A CSN Mineração possuía cinco barragens a montante. Destas, já descaracterizou duas – a barragem do Vigia e a barragem Auxiliar do Vigia, ambas em Rio Acima, no Quadrilátero Ferrífero, ao sul da Região Metropolitana de Belo Horizonte (RMBH). Em outras duas, a B2 e  B2A, as obras já foram iniciadas. O prazo para a B2A termina no final de 2026, e para B2, dois anos depois, em 2028, quando também chega ao fim  cronograma de descaracterização da outra barragem da empresa, a B4, cuja etapa 1, a de construção do canal de drenagem, já foi concluída.

Busca por informações

A Mineração Morro do Ipê é uma empresa nova no setor. Para iniciar suas operações, adquiriu as minas que eram do empresário Eik Batista em Igarapé, Brumadinho e São Joaquim de Bicas, também no Quadrilátero Ferrífero, ao sul da RMBH. Cristiano Parreiras, diretor de Assuntos Corporativos e Sustentabilidade da empresa, revela que quando da transferência dos ativos, não havia muita informação disponível sobre a situação das barragens. “A documentação era muito precária”, explica Cristiano Parreiras.

Diante desse cenário, o primeiro passou foi fazer uma grande operação de sondagem com o objetivo de conhecer as fundações das barragens, bem como o método construtivo adotado – se a montante ou a jusante. O passo seguinte foi a instalação dos equipamentos – piezômetros, indicadores de nível de água e sismógrafos – que fazem, em tempo real, o monitoramento da barragem, de forma a detectar possíveis problemas e, ao mesmo tempo, ter como agir rapidamente, caso uma eventual situação de emergência venha a ocorrer.

Feito o retrato de cada barragem, o próximo passo é a definição do modelo a ser adotado. Segundo Cristiano Parreiras, a descaracterização da barragem B2 Tico-Tico, localizada em Igarapé, se iniciou em julho e tem previsão de ser finalizada em 2026, com um ano de monitoramento após a eliminação da estrutura. Após a remoção da barragem, a área será restaurada com plantio de vegetação para retorno ao meio ambiente. No cronograma enviado ao MPMG pela Morro do Ipê, o início da descaracterização das barragem B1 Auxiliar, em Igarapé, e B1 Ipê, em Brumadinho, se dará em 2025. Até o momento, cerca de 400 mil toneladas de rejeito já foram retiradas da B2 Tico-Tico.

Custos

A descaracterização de uma barragem é uma obra de engenharia de alto custo. Somente o fechamento da B4, da CSN, irá custar, segundo estimativa de Otto Levy, R$ 1 bilhão. Desde 2019, a Vale desembolsou R$ 9 bilhões com o programa de descaracterização e fechou o ano passado com um saldo R$ 3,5 bilhões para investimento no programa até o fechamento das últimas estruturas, em 2035.
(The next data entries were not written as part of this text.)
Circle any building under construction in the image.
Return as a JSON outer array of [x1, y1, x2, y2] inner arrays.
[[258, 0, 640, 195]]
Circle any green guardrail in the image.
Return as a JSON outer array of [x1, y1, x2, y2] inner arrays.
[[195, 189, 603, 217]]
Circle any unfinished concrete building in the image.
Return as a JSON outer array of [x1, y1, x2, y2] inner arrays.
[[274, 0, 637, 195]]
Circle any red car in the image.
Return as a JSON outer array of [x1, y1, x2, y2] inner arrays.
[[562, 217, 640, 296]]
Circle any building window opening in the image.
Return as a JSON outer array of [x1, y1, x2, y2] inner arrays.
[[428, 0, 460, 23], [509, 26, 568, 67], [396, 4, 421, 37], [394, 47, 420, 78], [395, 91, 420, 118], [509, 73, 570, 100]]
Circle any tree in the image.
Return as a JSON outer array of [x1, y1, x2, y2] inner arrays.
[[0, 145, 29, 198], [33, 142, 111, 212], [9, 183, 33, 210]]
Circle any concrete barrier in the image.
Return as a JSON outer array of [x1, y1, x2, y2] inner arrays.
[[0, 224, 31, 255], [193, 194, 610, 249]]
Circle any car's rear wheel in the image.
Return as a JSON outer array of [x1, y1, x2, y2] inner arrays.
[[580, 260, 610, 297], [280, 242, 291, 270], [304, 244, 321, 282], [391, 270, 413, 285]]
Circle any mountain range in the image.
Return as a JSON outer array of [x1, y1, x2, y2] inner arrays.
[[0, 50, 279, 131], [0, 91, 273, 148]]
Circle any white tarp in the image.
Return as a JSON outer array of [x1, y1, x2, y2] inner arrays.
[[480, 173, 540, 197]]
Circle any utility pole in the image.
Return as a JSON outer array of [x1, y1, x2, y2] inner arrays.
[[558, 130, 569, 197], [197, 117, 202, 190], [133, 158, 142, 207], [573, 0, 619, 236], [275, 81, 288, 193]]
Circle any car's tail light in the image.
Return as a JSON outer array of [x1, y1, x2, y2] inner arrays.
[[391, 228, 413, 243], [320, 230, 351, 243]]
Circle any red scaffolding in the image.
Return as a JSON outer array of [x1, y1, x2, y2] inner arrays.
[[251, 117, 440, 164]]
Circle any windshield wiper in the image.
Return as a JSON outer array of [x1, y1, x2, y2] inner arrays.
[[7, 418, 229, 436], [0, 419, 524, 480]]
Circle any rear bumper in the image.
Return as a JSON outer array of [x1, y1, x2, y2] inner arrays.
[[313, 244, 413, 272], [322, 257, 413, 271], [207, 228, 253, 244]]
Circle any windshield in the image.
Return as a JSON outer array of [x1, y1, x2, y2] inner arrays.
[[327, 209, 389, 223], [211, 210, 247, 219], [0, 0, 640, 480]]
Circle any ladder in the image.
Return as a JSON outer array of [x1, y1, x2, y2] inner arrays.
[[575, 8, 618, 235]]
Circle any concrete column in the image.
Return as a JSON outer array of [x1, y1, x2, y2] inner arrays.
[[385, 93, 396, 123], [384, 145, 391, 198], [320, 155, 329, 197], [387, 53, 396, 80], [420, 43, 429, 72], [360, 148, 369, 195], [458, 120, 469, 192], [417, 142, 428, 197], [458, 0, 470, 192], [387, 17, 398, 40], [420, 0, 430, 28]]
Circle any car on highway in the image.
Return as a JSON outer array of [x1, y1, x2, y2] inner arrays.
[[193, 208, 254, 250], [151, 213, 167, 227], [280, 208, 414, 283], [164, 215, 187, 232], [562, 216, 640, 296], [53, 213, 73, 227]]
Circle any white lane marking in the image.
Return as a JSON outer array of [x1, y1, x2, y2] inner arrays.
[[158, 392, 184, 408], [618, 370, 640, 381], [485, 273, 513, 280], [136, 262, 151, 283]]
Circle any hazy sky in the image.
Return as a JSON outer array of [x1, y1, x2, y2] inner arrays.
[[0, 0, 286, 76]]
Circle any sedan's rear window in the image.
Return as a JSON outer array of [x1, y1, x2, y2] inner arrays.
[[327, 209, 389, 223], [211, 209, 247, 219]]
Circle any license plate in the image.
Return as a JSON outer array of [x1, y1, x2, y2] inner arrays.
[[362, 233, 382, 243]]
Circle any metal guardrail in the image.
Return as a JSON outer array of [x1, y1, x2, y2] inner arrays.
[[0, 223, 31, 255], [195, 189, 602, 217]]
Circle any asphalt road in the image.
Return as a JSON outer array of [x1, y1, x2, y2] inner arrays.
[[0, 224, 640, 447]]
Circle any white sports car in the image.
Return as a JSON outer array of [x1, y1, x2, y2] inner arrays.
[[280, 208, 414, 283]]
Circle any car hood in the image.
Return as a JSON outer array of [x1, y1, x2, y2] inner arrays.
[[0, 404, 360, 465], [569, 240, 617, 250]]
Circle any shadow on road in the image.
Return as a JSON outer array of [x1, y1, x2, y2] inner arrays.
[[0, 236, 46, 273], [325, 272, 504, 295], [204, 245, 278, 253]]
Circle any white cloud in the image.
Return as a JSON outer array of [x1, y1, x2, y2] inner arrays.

A descaracterização também é uma fonte de geração de emprego e renda no entorno das barragens. Isso porque a atividade demanda a contratação de profissionais específicos que não são os mesmo da operação da mineradora. São empresas de engenharia e projetos, locação de equipamentos e fornecedores de insumos como cimento, brita e mudas para revegetação da área onde anteriormente se localizava a barragem.

A descaracterização das barragens fará com que a CSN passe a ter 100% de sua operação a seco, com o uso de filtros-prensas, que até recentemente não existiam em tamanhos maiores de forma a atender à demanda da mineração de ferro. Com a pressão para que as barragens de rejeitos sejam fechadas, a indústria deste tipo de equipamento passou a oferecê-lo em tamanhos maiores. Na CSN, em Congonhas, estão em operação 13 filtros, como um de reserva.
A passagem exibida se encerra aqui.